First, we put our safety in the hands of good, talented, professional people on the front lines every day, as evidenced by the fact that 40 years after VY generated its first megawatt, we are still here. VY employees' competence and training - the qualities that make the jobs at stake so valuable and high-paying - is literally a matter of life or death. That is not unappreciated or unnoticed as long as that plant is operating, but it too often goes without saying.

It is more than understandable that people whose jobs are at stake would have a less-than-positive opinion of those who do not agree that the plant should continue operating. It is difficult to convey concurrent thoughts of appreciation for one's work while concurrently trying to eliminate one's job. Antinuclear advocates need to continue the belated but emerging conversation about the post-VY future in the county and do so in a way that embraces the financial and psychological realities of a post-Vermont Yankee economy and its very real effect on the regional economy.

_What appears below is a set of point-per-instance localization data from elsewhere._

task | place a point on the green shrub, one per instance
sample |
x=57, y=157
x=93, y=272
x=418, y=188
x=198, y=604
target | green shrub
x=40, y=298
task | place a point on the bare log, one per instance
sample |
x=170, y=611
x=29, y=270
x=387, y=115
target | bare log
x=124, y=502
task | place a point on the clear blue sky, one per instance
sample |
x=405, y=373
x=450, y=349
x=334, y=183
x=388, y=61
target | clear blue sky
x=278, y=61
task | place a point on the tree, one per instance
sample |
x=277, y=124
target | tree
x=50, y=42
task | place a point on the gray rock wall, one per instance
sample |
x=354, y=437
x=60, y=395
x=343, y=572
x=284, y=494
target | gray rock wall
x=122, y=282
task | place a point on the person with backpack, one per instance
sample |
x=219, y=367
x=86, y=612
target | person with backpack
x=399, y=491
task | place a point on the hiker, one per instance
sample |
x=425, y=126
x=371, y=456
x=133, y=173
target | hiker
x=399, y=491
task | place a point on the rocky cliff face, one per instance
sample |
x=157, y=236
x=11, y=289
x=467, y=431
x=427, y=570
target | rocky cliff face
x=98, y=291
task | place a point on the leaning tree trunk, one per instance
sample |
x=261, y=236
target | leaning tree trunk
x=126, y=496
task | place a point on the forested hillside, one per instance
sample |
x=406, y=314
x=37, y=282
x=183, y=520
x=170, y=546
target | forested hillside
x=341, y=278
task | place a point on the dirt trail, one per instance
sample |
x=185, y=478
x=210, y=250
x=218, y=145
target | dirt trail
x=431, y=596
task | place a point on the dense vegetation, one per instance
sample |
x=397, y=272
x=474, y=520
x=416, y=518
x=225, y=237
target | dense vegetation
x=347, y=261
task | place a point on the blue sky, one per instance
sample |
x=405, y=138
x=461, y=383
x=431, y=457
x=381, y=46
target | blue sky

Finally, in the days and weeks to come, this issue will take on a new intensity. Anti-VY forces are planning gestures both symbolic (evacuation walks) and subversive (civil disobedience actions). On Thursday, March 15, the Vernon Selectboard, School Board, Principal, Police Department, Highway Department, Fire Department, Emergency Management, and Emergency Services will meet with residents “to outline what steps are being taken to keep the disruption to [their] daily lives as minimal as possible.”

Few other issues have polarized a community so effectively and for so long, and it bears remembering that we are, in fact, a community with some fundamental and obvious common interests at stake even if we do not agree on this issue. As fractured and difficult as this debate has been, intensifying it can make it worse, on so many levels, in so many ways.

It is bad enough that we have safety risks from nuclear power. It would be even more of a tragedy if anyone was hurt in the service of protesting or defending nuclear power in general or the interests of this plant in particular.

We owe it to ourselves to keep the argument civil and respectful. As we move toward March 21, may we continue to disagree vigorously, honestly, safely, and with integrity.